Benteen’s Brigade (Winslow’s until he was shot October 23, 1864) had 1100 mounted at Marais des Cygnes/Trading Post/Mine Creek. They were in column of Regiments, single rank formation (Cooke’s tactics), armed with Spencer Carbines which doubled as Revolvers. The weight saved by not carrying revolvers was used to carry more carbine tubes/cartridges.10th Missouri was first, but the 4th Iowa went first around their left flank and through the 10th MO. the 3rd Iowa and the 4th Regiment (10thIN / 4th MO combined) went last. AFTER Marmaduke’s and Fagan’s line was broken THEN Phillip’s brigade charged (they were also in a column of regiment’s). Phillip’s brigade easily had 1500 troopers in it…..which would have put the combined Provisional Cavalry Division strength at 2600 mounted troopers.But again, this wasn’t one big cavalry charge, with Phillip’s entering the assault from much farther to the rear (and on the West side of the road) much later than Benteen, and after Fagan’s troups had clearly been routed succesfully. So not 2500 troopers in one charge.RJ Samp(used to live in KCMO and trooped the battlefield there and further south quite regularly. Herman Hattaway was teaching at UMKC and gave a few lectures at the CWRT meetings.)
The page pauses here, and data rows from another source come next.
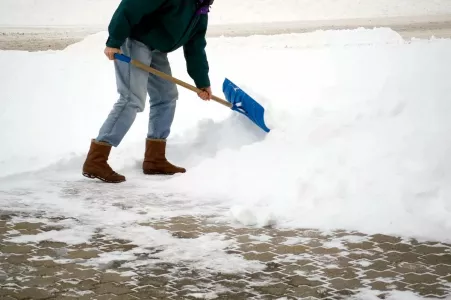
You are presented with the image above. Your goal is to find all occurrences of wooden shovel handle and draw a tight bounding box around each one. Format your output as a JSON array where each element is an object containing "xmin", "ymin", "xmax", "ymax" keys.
[{"xmin": 114, "ymin": 54, "xmax": 233, "ymax": 108}]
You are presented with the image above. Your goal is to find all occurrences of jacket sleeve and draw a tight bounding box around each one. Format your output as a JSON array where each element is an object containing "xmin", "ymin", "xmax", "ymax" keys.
[
  {"xmin": 183, "ymin": 15, "xmax": 210, "ymax": 88},
  {"xmin": 106, "ymin": 0, "xmax": 165, "ymax": 48}
]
RJ,Thanks for all of the details. I think it still counts, as long as there weren’t ours between different parts of the charge.
3rd Winchester, Sept. 18, 1864. Custer and Merritt assaulted Mounted against the CSA left flank….including pressuring Patton’s Brigade (George S Patton’s grandfather!)….7,000 Mounted in the charge… a about a thousand CSA cavalry and a thousand CSA infantry. I know it’s Eastern Theatre…..but it is in the Valley (if Atlanta is Western Theatre??) and it is a Cavalry Charge.Battle of Westport reenactment is May 15-17th-ish 2008 down around 135th Street and the old Richards-Gebaur Air Force base in South South South KCMO. (if you thought that the ‘new’ soccer fields were in SOUTH KCMO, you haven’t been to this preserve/park). I’ll be there: mounted and bugling in Blue as always.